Page:Revue des Deux Mondes - 1873 - tome 107.djvu/487

La bibliothèque libre.
Le texte de cette page a été corrigé et est conforme au fac-similé.
L’ESPAGNE POLITIQUE

DEUXIÈME PARTIE

LE ROI AMÉDÉE ET LA MONARCHIE DÉMOCRATIQUE.[1]


I

La révolution de 1868, comme presque toutes les révolutions espagnoles, a été l’œuvre d’une insurrection militaire ; l’habile ourdisseur de cette trame fut le général Prim, exilé depuis plus de deux ans. Il eut pour complices et pour alliés les généraux mêmes qui avaient défendu la dynastie contre lui et que venait de frapper à leur tour un arrêt de proscription. Unis désormais par une commune disgrâce, par de communs ressentimens, vainqueurs et vaincus de la veille organisèrent un vaste pronunciamiento dont le signal fut donné par l’amiral Topete et la flotte, qui jusqu’alors étaient demeurés à l’écart de tous les complots. Ainsi tout manquait à la fois à la reine Isabelle ; vivement attaquée par des ennemis résolus à jouer le tout pour le tout, mollement défendue par des amis peu sûrs, qui d’avance désespéraient de la partie, le combat d’Alcolea décida de son soit. Quelques jours après, elle passait la frontière et se voyait condamnée à protester de Pau contre sa déchéance.

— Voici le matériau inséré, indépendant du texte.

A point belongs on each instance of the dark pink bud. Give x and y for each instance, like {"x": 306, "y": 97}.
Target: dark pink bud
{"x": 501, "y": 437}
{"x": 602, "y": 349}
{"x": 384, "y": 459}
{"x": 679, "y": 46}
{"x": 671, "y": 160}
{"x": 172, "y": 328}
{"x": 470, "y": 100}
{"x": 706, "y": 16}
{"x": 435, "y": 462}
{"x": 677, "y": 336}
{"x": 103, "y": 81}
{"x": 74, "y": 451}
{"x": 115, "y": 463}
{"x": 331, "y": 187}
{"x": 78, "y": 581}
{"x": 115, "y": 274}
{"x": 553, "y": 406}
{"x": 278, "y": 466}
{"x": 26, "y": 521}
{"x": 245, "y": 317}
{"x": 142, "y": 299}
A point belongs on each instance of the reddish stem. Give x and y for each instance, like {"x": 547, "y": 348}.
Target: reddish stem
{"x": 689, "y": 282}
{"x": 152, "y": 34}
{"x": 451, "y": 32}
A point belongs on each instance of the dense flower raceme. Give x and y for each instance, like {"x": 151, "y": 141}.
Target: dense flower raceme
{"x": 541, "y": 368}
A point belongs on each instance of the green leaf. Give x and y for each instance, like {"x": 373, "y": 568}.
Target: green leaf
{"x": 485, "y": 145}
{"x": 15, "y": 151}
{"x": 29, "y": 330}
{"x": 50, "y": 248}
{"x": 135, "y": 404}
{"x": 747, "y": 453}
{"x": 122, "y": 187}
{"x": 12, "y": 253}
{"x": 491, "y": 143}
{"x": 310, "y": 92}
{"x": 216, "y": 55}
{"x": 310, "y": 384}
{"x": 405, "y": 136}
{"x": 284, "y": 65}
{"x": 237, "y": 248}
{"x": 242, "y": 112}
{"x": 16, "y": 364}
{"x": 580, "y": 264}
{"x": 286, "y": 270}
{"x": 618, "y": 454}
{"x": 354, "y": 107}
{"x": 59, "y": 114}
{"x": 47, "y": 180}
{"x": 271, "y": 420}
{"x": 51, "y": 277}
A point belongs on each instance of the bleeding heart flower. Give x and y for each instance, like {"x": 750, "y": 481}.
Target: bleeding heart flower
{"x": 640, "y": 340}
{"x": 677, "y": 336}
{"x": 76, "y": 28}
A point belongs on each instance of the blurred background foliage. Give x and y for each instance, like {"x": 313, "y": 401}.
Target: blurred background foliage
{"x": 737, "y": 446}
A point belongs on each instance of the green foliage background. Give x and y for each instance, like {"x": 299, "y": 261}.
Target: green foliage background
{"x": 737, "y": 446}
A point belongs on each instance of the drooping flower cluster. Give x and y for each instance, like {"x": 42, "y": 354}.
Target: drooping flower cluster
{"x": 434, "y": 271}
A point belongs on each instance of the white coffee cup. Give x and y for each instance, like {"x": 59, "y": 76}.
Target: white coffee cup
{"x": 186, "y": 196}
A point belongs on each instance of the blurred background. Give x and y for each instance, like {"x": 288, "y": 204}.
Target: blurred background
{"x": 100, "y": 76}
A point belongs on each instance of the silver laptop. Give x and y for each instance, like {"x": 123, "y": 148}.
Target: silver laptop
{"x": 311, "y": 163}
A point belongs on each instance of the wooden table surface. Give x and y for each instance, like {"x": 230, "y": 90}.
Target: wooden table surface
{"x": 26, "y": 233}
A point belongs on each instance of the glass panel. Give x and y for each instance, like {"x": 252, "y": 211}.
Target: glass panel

Si l’armée est en Espagne l’outil universel de la politique, les généraux n’y font pas de la politique de soldats. Ils sont des hommes de leur siècle et de leur pays ; ils ont la plupart le cœur assez libéral, l’esprit assez souple pour se sentir aussi à l’aise dans les mêlées, oratoires d’une chambre que dans la fumée d’un champ de bataille ;

  1. Voyez la Revue du 1er septembre.